Citation
Khorsheed, Ahmed
(2021)
Role of personality traits and working memory capacity in scalar implicature computation among L2 Malay adults.
Doctoral thesis, Universiti Putra Malaysia.
Abstract
When we say that Some people have lungs, we implicate that not all people have lungs. This scalar implicature arises when we produce a weaker expression instead of a stronger one. Studies on bilingual adults suggest that L2 learners, regardless of their proficiency level, are sensitive to pragmatic violations and they exhibit a superior pragmatic ability on a par with monolingual control groups. However, the evidence obtained from these studies is largely one-dimensional stemming from offline tasks that provide limited information about implicature processing. The reason why some individuals tend to vary considerably in the consistency with which they interpret under-informative sentences also remains under-explored in L2 context.
The present study addressed this issue by investigating scalar implicature computation among L2 adults using an online sentence verification paradigm similar to that of Bott and Noveck whereby participants are required to judge the veracity of categorical under-informative sentences. The study also examined how individual differences in personality traits, working memory capacity, and L2 proficiency would modulate participants’ pragmatic responses and processing times. L2 Malay undergraduate students at two proficiency levels, modest and competent, were recruited to participate in two experiments on scalar implicatures. While the first experiment focused on the role of personality traits in scalar implicature computation, the second focused on the role of the working memory capacity in the same inferential process.

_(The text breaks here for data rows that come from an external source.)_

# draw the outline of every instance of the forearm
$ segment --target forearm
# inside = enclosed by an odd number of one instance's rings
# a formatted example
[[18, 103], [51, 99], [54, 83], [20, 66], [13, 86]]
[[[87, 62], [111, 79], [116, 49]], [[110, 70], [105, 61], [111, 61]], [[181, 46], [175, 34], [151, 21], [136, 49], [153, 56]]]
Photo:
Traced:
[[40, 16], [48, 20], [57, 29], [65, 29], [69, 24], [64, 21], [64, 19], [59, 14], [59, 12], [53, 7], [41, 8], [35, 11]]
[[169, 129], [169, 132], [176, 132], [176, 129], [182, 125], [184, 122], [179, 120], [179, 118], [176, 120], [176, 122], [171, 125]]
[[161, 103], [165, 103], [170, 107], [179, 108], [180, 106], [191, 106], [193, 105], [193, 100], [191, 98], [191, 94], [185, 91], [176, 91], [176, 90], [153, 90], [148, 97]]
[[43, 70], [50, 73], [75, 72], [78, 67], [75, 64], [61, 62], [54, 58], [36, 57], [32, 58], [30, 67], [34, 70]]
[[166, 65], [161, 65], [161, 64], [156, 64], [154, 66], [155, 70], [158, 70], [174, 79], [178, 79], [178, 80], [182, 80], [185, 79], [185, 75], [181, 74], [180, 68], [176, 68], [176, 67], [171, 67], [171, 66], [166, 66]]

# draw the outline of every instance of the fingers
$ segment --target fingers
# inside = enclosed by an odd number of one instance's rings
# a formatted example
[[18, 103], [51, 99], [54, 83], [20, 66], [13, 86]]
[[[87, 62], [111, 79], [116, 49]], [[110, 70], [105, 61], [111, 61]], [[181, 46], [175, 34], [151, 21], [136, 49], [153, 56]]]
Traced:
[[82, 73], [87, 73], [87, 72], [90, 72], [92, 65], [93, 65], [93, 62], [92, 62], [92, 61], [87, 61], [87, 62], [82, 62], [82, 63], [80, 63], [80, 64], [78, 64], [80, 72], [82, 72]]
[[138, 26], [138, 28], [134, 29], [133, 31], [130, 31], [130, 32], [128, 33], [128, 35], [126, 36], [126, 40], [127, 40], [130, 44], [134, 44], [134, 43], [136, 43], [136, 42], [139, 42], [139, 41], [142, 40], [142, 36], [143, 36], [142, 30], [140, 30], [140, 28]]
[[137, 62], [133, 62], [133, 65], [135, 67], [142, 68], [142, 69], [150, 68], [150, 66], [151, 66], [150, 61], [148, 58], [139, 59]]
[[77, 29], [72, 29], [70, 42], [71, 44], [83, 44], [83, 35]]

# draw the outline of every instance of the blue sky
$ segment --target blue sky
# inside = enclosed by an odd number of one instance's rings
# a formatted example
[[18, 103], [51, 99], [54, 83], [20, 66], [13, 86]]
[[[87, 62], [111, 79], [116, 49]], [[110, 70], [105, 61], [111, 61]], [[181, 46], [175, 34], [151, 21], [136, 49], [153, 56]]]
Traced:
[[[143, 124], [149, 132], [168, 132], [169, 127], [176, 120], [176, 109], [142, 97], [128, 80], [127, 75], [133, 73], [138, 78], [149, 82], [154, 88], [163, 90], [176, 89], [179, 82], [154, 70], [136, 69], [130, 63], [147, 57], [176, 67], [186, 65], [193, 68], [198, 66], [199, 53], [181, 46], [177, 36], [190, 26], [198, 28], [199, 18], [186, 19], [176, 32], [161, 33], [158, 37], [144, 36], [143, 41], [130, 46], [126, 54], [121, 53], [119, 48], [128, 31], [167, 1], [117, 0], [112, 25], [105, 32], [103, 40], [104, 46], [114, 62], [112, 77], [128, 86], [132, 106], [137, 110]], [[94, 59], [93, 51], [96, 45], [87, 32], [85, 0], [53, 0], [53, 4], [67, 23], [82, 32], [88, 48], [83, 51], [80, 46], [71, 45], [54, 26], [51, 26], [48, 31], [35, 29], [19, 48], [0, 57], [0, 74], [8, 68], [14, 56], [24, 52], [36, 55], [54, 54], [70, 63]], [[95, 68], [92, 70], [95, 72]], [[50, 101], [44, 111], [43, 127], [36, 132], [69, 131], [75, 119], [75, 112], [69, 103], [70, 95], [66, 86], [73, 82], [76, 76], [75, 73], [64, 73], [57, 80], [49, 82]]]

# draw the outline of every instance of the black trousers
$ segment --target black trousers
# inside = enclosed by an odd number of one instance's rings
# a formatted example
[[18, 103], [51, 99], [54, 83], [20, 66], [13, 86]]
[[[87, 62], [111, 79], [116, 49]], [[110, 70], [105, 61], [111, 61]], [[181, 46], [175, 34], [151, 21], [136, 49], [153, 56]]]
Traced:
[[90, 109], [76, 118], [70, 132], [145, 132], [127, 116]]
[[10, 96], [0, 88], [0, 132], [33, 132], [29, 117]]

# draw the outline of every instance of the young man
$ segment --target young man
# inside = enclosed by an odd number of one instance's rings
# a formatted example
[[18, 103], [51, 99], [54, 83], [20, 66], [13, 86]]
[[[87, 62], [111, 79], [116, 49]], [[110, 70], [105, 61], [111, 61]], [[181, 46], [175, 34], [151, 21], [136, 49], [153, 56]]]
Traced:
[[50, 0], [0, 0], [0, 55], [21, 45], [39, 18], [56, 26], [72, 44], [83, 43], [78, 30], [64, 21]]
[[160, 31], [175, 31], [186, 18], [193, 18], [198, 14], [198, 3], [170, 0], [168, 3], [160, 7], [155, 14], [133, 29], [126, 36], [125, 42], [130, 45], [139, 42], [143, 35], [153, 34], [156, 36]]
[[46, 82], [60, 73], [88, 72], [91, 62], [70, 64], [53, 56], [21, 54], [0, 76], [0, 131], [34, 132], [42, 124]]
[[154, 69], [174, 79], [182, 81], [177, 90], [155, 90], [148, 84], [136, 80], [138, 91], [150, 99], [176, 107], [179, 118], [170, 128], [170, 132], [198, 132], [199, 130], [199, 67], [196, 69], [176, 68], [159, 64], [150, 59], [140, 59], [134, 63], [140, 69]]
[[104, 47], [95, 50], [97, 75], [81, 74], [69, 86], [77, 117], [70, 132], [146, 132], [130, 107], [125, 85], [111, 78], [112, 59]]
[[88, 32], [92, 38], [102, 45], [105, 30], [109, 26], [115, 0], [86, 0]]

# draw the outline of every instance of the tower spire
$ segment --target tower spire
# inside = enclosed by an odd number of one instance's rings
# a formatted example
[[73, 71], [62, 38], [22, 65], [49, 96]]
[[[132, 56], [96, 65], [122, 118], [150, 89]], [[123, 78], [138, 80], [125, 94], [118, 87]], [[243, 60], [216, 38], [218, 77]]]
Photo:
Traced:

The results revealed that those with weaker English proficiency tended to be significantly less sensitive to scalar implicatures than those with proficiency advantage. The two proficiency groups also took significantly longer processing times to compute the pragmatic interpretation than the logical interpretation. The pragmatic processing slowdown was also significantly larger in the modest English group than that in the competent English group, and thus evidence denoting that scalar implicature computation is cognitively demanding among those with weaker English proficiency.
The results further revealed that the pragmatic responses and their processing slowdowns were influenced by various personality and autistic traits. Those who recorded a high score on the Autism Spectrum Quotient tended to be more literal in their pragmatic readings and they were significantly slower in their reaction times compared to those with low autistic scores. All the participants who scored high on trait Neuroticism also tended to be significantly slower in processing the pragmatic interpretations compared to their peers with low neuroticism. However, the results did not show any significant relationship between participants’ working memory capacity and the proportion of their pragmatic interpretations and their processing times.
This study makes a significant new intellectual contribution to second language research by testing scalar implicatures using an online testing paradigm. The study also provides breakthrough empirical evidence which indicates that the pragmatic ability among L2 adults increases with the increase of L2 proficiency, and thus a novel finding which opposes all previous assumptions obtained from studies employing offline tasks in the literature. These findings provide empirical insights into how L2 learners process scalar implicatures and therefore useful implications for the processing theories in experimental pragmatics and second language acquisition.